Dylan Patel: SemiAnalysis, Praised by Jensen Huang, is Founded by a 'Beekeeper and Forum Warrior'

Odaily星球日报Published on 2026-06-19Last updated on 2026-06-19

Abstract

Dylan Patel, founder of the independent research firm SemiAnalysis, has an unconventional background. Growing up in rural Georgia, he later worked as a beekeeper in Minnesota. His entry into semiconductors began as a self-taught "forum warrior," engaging anonymously in online tech communities from a young age. In May 2020, he started the SemiAnalysis blog on WordPress, later moving it to Substack as a paid subscription service.
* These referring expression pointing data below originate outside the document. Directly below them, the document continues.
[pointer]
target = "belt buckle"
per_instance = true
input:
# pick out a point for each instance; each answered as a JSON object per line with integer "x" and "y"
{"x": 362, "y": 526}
The firm has since evolved from a one-person operation into a global company with around 60 employees, featuring a dedicated chip teardown lab. Its revenue, reaching $20 million last year, is projected to surpass $100 million this year. SemiAnalysis is highly regarded in the AI and semiconductor industry for its deep technical analysis. NVIDIA founder Jensen Huang has publicly praised its reports. In a notable instance, a critical report on AMD's MI300X GPU software shortcomings prompted a 90-minute call with CEO Lisa Su, who thanked Patel for the "constructive feedback." A later report acknowledged AMD's subsequent improvements. The firm's analyses have significant market impact. For example, a June report discussing potential memory configuration changes in NVIDIA's next-generation servers was cited as a factor in pressure on memory-related stocks. Patel plans to establish a venture capital firm, having already made personal investments in about 20 startups. SemiAnalysis combines roles as a consultancy, model platform, and tech lab, focusing on t...
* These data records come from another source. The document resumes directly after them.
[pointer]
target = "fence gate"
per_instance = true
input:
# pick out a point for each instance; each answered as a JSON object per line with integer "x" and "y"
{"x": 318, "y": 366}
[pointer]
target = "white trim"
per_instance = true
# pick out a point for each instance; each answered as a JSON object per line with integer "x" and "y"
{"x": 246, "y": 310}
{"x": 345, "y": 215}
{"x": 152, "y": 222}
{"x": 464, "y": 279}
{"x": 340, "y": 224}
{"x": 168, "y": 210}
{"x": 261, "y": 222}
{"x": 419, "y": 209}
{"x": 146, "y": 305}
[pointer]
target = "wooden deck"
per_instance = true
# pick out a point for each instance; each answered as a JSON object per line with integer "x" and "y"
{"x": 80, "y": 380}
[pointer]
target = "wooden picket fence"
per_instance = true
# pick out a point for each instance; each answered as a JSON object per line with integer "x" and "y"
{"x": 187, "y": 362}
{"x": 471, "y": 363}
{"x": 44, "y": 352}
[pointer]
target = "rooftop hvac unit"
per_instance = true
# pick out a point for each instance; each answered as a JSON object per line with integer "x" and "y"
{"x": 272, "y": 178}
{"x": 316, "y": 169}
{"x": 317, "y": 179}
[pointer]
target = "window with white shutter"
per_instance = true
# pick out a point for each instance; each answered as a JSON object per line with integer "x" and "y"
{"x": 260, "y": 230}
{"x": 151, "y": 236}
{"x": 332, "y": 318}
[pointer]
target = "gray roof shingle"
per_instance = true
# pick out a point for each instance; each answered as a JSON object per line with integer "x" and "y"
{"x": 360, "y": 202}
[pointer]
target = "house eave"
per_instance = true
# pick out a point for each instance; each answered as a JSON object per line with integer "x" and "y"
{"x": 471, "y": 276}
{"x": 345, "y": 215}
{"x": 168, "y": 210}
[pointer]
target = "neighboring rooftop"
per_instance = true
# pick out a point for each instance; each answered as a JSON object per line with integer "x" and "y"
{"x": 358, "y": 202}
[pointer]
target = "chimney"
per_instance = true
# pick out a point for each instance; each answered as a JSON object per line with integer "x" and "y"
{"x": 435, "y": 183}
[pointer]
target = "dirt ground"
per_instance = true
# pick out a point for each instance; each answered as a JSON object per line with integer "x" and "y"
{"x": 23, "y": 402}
Original|Odaily Planet Daily (@OdailyChina)

Author|Wenser(@wenser2010 )

The recent market earthquake in the U.S. storage and chip industry triggered by a research report from SemiAnalysis is still fresh in our minds.

As an independent investment research firm with annual revenue potentially exceeding $100 million, today's SemiAnalysis integrates multiple roles including a consulting firm, a model service platform, and a technology lab. The person at the helm of this rapidly growing, highly regarded firm—praised by NVIDIA founder Jensen Huang and AMD CEO Lisa Su—is not a technical expert or an engineer deeply involved in chip manufacturing. Instead, it's a former beekeeper from Minnesota and an "anonymous technical geek" who frequented various American enthusiast forums—a "beekeeper and forum warrior."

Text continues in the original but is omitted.